Too often silence is seen today as a sign of confusion, of weakness or loss, but this is not the case with Saint Joseph. His “silence does not express an inner emptiness but, on the contrary, the fullness of the faith he bears in his heart and which guides his every thought and action.”[7] His silence is a sign of his knowledge, of his strength, and of the gift he has received. “It is a silence thanks to which Joseph, in union with Mary, listens to the Word of God, known through the Sacred Scriptures, continuously comparing it with the events of the life of Jesus; a silence woven of constant prayer, a prayer of blessing the Lord, of the adoration of his holy will and of unreserved entrustment to his providence.”[8] It is a silence born of awe and wonder, and one we would do well to imitate because, as Pope Francis reminds us, “where love is concerned, silence is always more eloquent than words.”[9]

Indeed, before so great a mystery as the birth of the only Son of God, of God made man, what else is there to do but to fall to the knees in humble, grateful, loving, and silent adoration? What words could possibly be uttered in the presence of the Divine Child? For this reason that ancient and beloved hymn sings,

Let all mortal flesh keep silence
and with fear and trembling stand;
ponder nothing earthly minded,
for with blessing in his hand
Christ our God to earth descendeth
our full homage to demand.

This is the mindset of the one who, with Saint Joseph, awaits the birth of the Christ Child in silent wonder.
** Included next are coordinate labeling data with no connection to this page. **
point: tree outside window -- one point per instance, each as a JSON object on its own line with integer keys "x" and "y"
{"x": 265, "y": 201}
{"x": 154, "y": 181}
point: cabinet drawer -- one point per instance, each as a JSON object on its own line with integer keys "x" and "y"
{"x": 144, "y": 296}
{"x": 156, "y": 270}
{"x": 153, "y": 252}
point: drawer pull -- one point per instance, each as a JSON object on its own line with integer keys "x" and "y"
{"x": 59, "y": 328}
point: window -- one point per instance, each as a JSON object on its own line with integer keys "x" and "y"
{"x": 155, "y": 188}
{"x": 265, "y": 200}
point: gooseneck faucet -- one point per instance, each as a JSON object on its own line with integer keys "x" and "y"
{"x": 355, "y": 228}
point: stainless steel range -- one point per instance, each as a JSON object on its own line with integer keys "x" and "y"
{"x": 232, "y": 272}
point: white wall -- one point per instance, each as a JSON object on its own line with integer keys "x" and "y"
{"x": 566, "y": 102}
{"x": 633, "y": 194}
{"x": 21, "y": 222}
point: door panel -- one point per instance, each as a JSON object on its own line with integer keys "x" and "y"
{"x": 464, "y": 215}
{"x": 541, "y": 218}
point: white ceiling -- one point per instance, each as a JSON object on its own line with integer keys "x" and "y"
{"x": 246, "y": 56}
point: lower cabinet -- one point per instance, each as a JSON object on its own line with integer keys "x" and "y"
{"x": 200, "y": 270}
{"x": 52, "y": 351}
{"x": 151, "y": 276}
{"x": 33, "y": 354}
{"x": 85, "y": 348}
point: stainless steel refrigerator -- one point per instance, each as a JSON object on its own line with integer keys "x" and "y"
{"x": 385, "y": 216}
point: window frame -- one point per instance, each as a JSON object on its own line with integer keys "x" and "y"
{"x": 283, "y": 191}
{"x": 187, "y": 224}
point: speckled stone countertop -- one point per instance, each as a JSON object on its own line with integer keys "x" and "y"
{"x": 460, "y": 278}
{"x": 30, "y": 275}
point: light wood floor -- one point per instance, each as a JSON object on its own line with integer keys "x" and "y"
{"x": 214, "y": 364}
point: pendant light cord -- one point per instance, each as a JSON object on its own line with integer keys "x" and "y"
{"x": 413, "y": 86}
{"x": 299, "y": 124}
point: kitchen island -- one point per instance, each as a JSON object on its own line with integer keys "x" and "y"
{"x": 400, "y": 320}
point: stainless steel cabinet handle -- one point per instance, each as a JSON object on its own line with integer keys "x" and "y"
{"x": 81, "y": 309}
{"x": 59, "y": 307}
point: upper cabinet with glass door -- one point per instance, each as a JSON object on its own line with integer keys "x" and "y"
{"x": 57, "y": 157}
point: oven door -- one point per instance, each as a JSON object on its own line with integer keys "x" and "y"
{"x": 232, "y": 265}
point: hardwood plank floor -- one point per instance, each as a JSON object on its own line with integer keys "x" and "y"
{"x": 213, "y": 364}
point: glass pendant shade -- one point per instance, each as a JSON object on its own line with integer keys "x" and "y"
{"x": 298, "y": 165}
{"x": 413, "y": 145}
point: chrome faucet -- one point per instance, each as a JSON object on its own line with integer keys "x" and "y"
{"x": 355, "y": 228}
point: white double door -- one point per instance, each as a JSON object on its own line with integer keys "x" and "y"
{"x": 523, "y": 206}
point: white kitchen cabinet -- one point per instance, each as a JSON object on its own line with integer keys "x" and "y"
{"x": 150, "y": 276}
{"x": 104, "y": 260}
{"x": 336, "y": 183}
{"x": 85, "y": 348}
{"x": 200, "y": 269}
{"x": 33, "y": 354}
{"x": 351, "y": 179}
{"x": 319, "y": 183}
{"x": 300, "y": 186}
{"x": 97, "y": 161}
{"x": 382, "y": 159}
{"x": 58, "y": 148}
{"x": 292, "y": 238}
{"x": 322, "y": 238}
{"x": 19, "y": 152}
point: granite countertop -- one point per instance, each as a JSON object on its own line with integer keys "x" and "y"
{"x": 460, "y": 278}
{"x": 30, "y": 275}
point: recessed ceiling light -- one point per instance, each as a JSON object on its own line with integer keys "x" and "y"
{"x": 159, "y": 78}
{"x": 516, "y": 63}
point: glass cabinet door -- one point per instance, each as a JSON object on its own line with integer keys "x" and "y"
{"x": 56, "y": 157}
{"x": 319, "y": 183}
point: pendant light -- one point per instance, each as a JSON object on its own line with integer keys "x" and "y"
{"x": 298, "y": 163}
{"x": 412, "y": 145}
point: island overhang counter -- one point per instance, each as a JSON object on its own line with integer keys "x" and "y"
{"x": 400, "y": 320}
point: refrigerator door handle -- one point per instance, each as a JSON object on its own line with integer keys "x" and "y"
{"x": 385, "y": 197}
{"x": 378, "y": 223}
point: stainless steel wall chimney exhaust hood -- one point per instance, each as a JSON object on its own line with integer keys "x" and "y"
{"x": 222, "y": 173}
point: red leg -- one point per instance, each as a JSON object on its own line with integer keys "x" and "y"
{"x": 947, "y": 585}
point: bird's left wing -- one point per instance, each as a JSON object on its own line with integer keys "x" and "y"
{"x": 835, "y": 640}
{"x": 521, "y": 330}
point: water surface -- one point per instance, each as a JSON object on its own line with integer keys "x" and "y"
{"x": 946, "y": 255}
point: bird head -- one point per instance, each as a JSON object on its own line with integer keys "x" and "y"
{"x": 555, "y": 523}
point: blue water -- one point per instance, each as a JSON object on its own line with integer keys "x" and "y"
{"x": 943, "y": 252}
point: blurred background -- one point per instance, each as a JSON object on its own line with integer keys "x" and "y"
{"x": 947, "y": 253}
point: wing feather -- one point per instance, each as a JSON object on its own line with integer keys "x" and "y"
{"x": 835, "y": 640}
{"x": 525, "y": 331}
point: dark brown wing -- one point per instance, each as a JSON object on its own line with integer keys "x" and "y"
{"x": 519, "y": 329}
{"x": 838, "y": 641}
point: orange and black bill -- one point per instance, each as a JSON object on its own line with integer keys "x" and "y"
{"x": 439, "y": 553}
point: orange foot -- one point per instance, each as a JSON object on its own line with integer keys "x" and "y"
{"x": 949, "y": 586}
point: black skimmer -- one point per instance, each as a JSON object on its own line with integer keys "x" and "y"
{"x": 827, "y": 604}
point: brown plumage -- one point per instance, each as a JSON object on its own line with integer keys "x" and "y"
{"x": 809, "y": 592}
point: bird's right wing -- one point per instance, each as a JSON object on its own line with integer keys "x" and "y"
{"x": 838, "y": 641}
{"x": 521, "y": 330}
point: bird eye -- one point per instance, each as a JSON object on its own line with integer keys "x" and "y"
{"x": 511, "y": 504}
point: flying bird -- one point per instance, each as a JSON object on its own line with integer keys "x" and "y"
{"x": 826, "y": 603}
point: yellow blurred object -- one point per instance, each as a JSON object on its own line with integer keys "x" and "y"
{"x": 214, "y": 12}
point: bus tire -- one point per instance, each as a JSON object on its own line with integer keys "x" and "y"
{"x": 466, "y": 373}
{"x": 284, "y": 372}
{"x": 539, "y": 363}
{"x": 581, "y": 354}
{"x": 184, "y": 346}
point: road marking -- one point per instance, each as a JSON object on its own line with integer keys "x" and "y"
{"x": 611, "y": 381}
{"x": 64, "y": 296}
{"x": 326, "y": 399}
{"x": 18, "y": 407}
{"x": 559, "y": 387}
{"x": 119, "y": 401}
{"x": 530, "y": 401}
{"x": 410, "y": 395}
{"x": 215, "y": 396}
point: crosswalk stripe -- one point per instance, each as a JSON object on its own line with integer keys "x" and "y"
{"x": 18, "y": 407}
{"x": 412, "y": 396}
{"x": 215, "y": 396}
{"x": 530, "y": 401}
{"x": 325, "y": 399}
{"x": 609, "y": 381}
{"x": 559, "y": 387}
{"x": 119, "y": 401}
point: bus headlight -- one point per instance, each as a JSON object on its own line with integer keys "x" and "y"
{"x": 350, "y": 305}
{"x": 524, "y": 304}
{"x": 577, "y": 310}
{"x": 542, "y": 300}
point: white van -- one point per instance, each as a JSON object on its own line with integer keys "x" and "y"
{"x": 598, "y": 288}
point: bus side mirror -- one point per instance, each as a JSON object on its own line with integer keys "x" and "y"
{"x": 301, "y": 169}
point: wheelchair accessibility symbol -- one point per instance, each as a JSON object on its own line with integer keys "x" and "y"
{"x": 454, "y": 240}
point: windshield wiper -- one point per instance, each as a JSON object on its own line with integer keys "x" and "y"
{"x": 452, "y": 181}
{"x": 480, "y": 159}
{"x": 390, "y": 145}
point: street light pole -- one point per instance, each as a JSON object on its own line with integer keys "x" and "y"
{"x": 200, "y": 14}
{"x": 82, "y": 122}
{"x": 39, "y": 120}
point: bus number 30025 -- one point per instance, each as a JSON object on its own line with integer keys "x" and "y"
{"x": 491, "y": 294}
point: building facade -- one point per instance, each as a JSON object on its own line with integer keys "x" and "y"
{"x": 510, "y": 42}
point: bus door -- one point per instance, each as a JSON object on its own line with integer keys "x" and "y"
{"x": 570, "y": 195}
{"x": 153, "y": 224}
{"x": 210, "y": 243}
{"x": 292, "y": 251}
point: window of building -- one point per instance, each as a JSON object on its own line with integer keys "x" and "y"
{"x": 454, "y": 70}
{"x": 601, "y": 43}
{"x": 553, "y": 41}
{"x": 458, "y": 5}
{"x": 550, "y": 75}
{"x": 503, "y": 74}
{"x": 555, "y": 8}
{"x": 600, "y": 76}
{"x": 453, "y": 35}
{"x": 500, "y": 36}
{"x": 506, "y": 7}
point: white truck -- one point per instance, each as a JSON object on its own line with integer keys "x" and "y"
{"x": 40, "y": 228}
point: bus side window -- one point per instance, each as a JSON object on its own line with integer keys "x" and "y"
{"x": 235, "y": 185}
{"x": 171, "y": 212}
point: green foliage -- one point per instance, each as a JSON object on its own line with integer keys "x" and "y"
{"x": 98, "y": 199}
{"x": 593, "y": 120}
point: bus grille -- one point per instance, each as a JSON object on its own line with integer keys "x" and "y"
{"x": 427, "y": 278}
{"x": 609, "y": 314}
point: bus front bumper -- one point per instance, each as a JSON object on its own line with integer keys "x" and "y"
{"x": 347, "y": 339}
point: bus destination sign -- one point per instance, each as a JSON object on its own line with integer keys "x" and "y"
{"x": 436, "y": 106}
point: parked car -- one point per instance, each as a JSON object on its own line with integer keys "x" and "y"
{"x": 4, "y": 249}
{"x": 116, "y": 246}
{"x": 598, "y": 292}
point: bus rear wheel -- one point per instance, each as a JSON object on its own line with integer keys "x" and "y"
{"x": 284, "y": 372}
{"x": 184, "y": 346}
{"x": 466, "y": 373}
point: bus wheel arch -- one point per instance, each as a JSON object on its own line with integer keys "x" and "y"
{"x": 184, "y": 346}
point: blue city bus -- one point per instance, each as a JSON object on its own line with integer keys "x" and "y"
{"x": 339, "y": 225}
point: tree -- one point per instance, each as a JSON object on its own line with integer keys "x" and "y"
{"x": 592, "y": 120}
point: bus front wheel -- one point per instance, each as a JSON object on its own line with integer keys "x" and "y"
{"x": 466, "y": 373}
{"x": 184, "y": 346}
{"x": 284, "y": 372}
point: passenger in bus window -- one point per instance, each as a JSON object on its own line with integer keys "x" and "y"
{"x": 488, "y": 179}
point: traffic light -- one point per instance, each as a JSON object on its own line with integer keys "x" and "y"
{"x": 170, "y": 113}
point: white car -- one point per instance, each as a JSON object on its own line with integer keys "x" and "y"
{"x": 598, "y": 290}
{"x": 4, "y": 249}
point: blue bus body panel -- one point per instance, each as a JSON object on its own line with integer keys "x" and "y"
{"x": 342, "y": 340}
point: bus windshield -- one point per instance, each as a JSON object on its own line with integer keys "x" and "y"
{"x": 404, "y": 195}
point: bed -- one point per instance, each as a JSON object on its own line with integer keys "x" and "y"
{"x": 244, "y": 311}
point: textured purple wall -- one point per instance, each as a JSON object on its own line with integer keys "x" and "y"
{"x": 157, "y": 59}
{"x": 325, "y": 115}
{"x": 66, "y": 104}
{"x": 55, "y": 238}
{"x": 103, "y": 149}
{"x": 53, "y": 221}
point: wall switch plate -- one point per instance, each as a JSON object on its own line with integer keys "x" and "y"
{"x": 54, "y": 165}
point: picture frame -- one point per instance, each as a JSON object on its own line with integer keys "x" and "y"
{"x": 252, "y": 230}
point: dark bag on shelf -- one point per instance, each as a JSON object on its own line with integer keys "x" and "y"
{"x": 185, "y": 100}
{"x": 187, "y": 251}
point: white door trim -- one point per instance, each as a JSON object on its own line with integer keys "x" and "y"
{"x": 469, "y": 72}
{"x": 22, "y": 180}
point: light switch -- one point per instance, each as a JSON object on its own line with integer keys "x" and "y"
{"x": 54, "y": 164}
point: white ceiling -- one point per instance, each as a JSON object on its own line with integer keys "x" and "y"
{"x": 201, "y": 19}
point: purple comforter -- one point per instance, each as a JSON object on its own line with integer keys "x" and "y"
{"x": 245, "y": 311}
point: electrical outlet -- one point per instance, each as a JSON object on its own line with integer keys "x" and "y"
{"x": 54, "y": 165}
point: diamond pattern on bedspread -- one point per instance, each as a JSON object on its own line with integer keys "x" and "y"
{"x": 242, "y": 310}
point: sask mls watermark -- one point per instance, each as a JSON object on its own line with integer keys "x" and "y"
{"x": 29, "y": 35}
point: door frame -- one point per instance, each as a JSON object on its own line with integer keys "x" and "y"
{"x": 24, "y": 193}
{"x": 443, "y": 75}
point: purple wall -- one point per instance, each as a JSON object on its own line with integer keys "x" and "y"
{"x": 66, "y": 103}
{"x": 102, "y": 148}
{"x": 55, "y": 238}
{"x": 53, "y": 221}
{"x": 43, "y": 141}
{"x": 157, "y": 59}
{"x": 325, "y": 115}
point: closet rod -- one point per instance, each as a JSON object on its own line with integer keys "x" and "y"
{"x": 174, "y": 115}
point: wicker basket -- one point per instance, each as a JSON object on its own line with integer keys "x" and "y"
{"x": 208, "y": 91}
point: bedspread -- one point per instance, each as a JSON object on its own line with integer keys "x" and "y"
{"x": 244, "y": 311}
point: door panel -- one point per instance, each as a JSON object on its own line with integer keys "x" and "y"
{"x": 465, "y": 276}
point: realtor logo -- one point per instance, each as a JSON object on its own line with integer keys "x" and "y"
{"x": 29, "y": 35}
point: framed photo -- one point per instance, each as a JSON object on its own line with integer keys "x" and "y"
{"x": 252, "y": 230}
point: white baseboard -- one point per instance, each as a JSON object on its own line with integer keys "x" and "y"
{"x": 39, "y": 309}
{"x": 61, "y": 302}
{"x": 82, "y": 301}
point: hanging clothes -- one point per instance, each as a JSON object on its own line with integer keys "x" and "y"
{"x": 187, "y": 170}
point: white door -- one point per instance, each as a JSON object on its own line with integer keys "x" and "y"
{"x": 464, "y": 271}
There is still time to still our hearts and keep silence so that we might hear the voice of Love speaking tenderly to us. In these last few days, then, before the birth of the Messiah, let us allow ourselves to be filled with Saint Joseph’s silence to listen to the will of the Lord for our lives and to make his will our own. Then, as we approach the manger of Bethlehem to adore the newborn King, we will be able to give him the best gift, the obedience of faith, to profoundly spend ourselves in his service, and so live in true freedom as heralds of his merciful love. Amen.

[1] Pope Benedict XVI, Address to the Clergy of Rome, 7 February 2008.
[2] Ibid., Angelus Address, 1 July 2007.
[3] Catechism of the Catholic Church, 143-144.
[4] Ibid., 2716.
[5] Pope Benedict XVI, Letter to Father Peter-Hans Kolvenbach, S.J., 10 January 2008.
[6] Ibid., Angelus Address, 18 December 2005.
[7] Ibid.
[8] Ibid.
[9] Pope Francis, Amoris laetitia, 12.